Von Programmatik hielt AfD-Chef Bernd Lucke anfangs nicht viel. „Wir sind die Partei des gesunden Menschenverstandes“, pflegte er zu sagen. Eine Zeitlang schien er damit durchzukommen. Doch spätestens nach der Bundestagswahl im September 2013 entspann sich unter den Mitgliedern eine muntere Debatte über Ehe, Familie, Kindererziehung, Islam, die Rechte gleichgeschlechtlicher Partnerschaften und Patriotismus.

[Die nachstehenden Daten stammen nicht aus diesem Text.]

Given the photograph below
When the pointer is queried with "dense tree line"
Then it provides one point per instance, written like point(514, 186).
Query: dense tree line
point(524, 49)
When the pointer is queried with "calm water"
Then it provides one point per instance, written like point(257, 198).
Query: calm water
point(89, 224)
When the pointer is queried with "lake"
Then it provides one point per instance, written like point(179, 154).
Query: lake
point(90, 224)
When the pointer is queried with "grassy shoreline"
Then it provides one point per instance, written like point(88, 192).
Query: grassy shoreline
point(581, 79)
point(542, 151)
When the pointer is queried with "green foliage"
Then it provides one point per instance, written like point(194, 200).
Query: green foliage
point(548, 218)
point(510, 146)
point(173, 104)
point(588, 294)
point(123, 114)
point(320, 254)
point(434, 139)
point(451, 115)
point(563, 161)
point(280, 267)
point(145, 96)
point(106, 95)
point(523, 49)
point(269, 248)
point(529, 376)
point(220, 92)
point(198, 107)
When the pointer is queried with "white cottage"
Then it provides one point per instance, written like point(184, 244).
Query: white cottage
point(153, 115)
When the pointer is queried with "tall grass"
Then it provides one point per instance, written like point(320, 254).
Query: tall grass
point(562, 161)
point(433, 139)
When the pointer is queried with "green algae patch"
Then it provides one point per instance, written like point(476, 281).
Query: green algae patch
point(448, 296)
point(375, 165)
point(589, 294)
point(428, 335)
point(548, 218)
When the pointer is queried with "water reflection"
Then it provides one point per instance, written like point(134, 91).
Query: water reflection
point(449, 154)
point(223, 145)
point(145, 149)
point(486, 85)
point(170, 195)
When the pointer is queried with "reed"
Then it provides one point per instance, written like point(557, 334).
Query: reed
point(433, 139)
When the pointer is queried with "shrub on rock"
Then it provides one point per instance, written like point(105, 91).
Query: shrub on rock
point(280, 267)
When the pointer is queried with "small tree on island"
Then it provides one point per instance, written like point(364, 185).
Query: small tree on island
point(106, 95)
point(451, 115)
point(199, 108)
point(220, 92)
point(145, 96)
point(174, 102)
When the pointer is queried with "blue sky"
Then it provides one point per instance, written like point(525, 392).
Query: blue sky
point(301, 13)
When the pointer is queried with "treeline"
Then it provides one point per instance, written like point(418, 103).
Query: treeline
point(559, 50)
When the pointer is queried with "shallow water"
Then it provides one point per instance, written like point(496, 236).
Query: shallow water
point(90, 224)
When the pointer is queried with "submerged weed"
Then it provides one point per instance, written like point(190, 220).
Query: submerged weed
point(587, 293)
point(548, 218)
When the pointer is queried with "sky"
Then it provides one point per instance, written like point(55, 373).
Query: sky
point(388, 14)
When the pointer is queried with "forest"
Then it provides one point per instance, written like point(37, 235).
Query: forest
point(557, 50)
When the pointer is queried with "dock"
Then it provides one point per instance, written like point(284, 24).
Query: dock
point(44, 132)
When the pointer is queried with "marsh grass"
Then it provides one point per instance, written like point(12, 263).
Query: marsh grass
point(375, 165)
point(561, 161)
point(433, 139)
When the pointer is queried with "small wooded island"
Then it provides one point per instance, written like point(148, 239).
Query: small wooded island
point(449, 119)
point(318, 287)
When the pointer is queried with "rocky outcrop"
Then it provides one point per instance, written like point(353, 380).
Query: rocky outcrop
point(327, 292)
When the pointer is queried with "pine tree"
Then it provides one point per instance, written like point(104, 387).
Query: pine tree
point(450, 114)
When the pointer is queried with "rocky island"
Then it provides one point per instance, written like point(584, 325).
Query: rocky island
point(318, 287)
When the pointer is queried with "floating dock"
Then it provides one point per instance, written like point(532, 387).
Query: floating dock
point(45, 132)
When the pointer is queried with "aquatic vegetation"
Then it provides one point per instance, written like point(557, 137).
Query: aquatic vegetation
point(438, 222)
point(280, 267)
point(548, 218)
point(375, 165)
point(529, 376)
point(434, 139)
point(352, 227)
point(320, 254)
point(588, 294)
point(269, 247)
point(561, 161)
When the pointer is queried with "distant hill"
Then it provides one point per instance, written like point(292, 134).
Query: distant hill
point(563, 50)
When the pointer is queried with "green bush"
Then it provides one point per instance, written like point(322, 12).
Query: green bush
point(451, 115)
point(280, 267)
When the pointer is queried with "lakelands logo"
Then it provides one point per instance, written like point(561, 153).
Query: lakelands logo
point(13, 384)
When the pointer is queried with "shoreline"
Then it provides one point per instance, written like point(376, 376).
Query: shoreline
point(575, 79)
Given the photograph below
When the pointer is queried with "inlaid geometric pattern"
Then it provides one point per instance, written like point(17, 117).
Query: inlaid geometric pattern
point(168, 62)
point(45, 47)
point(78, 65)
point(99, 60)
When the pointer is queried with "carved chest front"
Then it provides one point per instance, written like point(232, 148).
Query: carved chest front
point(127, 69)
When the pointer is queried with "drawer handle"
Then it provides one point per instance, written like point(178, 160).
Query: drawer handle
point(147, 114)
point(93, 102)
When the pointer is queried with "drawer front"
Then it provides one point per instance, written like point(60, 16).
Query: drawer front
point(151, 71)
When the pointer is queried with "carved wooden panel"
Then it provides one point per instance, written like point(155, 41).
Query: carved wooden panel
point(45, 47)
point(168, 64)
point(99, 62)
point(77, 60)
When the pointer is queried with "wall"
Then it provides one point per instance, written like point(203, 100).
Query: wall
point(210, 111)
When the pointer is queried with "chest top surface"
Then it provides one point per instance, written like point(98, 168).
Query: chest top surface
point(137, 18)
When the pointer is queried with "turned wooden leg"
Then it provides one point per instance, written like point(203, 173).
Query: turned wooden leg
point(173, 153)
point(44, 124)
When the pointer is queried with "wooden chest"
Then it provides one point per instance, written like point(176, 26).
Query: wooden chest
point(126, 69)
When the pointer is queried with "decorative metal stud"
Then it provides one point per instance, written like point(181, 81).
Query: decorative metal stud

Innerhalb der Partei bildeten sich christliche Gruppen, ein liberaler Flügel namens „Kolibri“, der konservative und liberale miteinander versöhnen wollte, und schließlich eine patriotische Plattform. Und all diese Gruppen machten nun Vorschläge zur Gesellschafts-, Energie- oder Außenpolitik. Es kam zu heftigen Auseinandersetzungen darüber, wie rechts oder wie liberal die Partei sein müsse oder dürfe.

Das Chaos ordnen

Zwar schrieb der Vorstand einige Papiere, es gelang ihm allerdings nicht, die Debatte zu lenken. Im Januar erarbeitete er dann sogenannte Leitlinien, mit denen er das Chaos wenigsten etwas ordnen wollte. Über diese Arbeit dann reifte die Erkenntnis, dass die Partei es dabei nicht belassen könne. Nach der Europawahl soll die AfD darum eine breite inhaltliche Debatte über ihre Grundsätze führen und so schließlich doch eine Programm-Partei werden.

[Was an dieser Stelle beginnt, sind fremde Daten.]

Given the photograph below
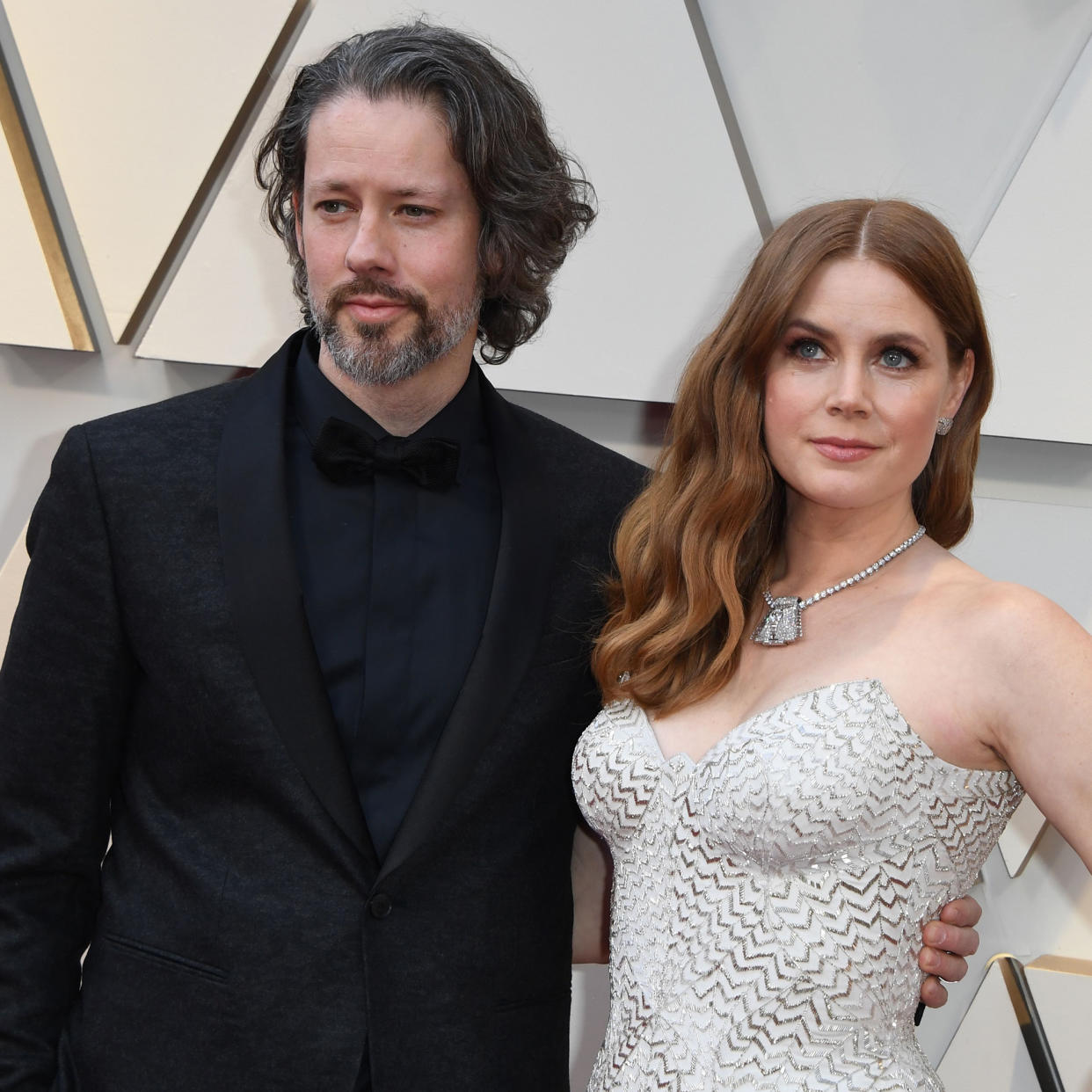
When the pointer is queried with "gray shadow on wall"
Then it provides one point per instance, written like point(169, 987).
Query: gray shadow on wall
point(591, 989)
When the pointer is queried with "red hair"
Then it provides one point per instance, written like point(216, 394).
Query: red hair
point(697, 545)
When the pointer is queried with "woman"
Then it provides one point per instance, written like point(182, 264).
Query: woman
point(820, 720)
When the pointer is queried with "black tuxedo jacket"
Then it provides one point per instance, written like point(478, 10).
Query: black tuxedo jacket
point(161, 688)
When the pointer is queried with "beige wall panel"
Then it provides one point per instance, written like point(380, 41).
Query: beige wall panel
point(135, 99)
point(1034, 269)
point(630, 94)
point(11, 583)
point(1020, 835)
point(988, 1051)
point(30, 310)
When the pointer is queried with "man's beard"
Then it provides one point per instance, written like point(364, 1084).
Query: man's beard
point(369, 356)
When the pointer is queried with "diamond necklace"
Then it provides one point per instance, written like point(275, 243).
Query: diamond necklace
point(782, 623)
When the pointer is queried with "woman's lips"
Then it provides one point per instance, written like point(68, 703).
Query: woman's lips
point(841, 450)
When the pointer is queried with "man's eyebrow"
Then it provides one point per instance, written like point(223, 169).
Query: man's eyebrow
point(338, 186)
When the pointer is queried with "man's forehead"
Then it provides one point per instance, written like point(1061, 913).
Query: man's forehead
point(346, 135)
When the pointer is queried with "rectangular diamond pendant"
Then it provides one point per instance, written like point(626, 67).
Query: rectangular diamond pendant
point(782, 623)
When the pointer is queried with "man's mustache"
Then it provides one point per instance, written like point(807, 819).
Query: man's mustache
point(368, 287)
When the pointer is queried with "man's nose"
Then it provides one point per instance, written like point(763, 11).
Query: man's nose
point(371, 248)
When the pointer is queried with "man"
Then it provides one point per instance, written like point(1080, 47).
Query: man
point(311, 646)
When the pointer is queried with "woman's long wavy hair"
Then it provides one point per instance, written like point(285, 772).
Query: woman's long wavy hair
point(533, 198)
point(697, 546)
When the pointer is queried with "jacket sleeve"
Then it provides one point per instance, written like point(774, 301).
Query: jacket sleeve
point(63, 697)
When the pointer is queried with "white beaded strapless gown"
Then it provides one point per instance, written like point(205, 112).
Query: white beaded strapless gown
point(768, 900)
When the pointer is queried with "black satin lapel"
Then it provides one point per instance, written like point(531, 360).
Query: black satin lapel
point(263, 590)
point(513, 628)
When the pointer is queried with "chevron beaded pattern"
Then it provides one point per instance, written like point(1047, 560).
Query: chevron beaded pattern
point(768, 899)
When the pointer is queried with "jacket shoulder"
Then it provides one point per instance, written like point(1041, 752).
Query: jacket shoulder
point(586, 470)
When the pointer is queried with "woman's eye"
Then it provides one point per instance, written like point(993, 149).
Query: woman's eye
point(806, 348)
point(897, 358)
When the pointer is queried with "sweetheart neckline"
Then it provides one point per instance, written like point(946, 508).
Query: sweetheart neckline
point(870, 682)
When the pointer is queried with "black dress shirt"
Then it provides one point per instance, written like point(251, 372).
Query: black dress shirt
point(396, 581)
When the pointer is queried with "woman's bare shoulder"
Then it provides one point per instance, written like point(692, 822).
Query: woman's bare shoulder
point(1005, 621)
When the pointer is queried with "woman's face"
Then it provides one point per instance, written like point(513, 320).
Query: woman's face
point(855, 386)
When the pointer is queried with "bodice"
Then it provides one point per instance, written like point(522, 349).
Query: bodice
point(768, 899)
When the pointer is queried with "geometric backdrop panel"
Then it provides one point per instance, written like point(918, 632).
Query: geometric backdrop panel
point(933, 100)
point(39, 305)
point(630, 95)
point(135, 98)
point(1034, 267)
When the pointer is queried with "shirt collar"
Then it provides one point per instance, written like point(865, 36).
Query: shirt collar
point(315, 398)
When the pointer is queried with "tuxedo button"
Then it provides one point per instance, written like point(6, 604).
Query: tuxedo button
point(379, 906)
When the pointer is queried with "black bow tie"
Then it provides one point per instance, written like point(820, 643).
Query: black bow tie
point(348, 455)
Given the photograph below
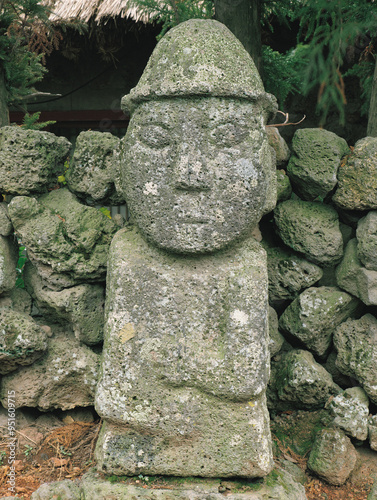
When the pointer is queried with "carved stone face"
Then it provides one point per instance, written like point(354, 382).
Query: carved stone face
point(192, 171)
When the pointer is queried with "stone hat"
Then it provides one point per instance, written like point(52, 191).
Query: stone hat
point(200, 57)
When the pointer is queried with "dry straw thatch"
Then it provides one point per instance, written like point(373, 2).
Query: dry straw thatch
point(99, 10)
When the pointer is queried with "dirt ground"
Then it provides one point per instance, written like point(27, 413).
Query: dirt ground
point(67, 452)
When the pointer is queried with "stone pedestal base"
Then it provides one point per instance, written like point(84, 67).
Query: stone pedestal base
point(185, 362)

„In der Diskussion über die Leitlinien ist das große Bedürfnis der Mitglieder deutlich geworden, der Partei ein Programm zu geben“, sagt Gustav Greve, Beisitzer im Bundesvorstand und mitverantwortlich für die Redaktion der Leitlinien. Voraussichtlich noch im Sommer werde die Programmarbeit beginnen. Dann soll eine Programmkommission gebildet werden, bei der die Vorschläge der Landesfachausschüsse zusammenliefen. In nun einem Jahr, so hofft Greve, könnte das Grundsatzprogramm einem Parteitag zum Beschluss vorgelegt werden.

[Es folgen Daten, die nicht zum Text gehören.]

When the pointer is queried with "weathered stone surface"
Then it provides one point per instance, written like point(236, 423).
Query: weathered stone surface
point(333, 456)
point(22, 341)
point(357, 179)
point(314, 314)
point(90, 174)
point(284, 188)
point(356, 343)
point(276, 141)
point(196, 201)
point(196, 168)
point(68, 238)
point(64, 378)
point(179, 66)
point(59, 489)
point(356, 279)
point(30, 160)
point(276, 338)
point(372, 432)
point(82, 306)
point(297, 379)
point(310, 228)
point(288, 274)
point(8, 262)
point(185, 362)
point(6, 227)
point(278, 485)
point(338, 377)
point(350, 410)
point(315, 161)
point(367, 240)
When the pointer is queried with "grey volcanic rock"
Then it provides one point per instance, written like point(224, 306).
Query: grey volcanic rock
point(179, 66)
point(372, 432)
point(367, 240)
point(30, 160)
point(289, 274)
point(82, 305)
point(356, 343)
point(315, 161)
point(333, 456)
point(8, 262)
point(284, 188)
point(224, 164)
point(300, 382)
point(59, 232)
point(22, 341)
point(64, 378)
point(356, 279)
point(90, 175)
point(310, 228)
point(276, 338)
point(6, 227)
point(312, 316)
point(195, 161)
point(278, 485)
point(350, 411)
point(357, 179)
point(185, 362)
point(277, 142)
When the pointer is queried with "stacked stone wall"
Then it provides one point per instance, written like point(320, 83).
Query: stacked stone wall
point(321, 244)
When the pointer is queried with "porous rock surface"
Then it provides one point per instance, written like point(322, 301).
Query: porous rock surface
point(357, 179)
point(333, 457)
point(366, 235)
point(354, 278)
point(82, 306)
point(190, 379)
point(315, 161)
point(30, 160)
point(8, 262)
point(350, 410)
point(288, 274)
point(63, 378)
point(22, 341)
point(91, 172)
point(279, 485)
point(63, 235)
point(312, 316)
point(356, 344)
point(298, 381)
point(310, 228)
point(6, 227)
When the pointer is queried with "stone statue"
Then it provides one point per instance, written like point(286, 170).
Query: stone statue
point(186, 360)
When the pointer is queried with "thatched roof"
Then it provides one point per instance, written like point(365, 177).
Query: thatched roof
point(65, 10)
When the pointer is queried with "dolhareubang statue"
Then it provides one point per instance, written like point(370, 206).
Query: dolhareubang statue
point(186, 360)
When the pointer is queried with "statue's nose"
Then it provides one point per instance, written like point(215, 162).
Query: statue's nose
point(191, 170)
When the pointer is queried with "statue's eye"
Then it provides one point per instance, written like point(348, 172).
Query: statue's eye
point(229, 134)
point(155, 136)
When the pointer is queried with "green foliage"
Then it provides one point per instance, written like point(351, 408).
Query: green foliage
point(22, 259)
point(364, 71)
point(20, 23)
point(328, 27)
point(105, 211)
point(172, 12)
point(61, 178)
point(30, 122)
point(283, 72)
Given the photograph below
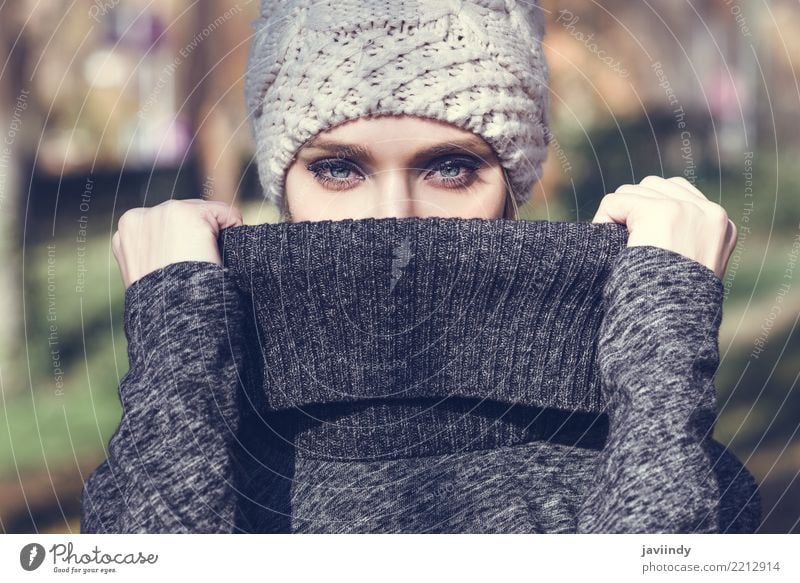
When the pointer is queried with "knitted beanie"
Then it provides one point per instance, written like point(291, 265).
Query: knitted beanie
point(479, 65)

Lucke aus der Schusslinie nehmen

Damit soll dann endgültig Ruhe einkehren, hofft der Vorstand. Dabei schwingt sicherlich auch die Erwartung mit, den Vorsitzenden Lucke ein wenig aus der Schusslinie zu nehmen, der in der Vergangenheit immer wieder mit Äußerungen, die seiner Ansicht nach Ausdruck des gesunden Menschenverstand waren, lenkend eingriff. So veröffentlichte er zu 3. Oktober 2013 zehn Thesen zum Islam oder verkündete nach Outing des homosexuellen Fußballers Thomas Hitzlsperger Fußballers, es sei wichtiger, sich um die Situation der Familien zu kümmern als darum, ob ein einzelner Fußballer schwul sei.

In der Partei erhielt er dafür nicht nur Zustimmung. Seither verließen zahlreiche Führungsmitglieder aus Landesverbänden die Partei, weil ihre Vorstellungen von einer Politik des gesunden Menschenverstandes sich als hinreichend anders herausstellten, als das, was Lucke darunter verstand.  Außerhalb der AfD heizte Lucke mit seinen Vorstößen die Debatte darüber, wo die AfD denn nun zu verorten sei, nur weiter an.

Wunsch nach Orientierung

Und mit jedem Rücktritt und jeder neuen Richtungsdebatte wuchs unter den Mitgliedern der Wunsch nach Orientierung. Sie wollen wissen, wofür die AfD außer ihrer Kritik an der Euro-Rettungspolitik steht. Sie wollen Sicherheit darüber, wie sich die Parteispitze in gesellschaftspolitischen und weltanschaulichen Fragen positioniert.  Kurz, sie wollen wissen, in welcher Partei sie eigentlich sind.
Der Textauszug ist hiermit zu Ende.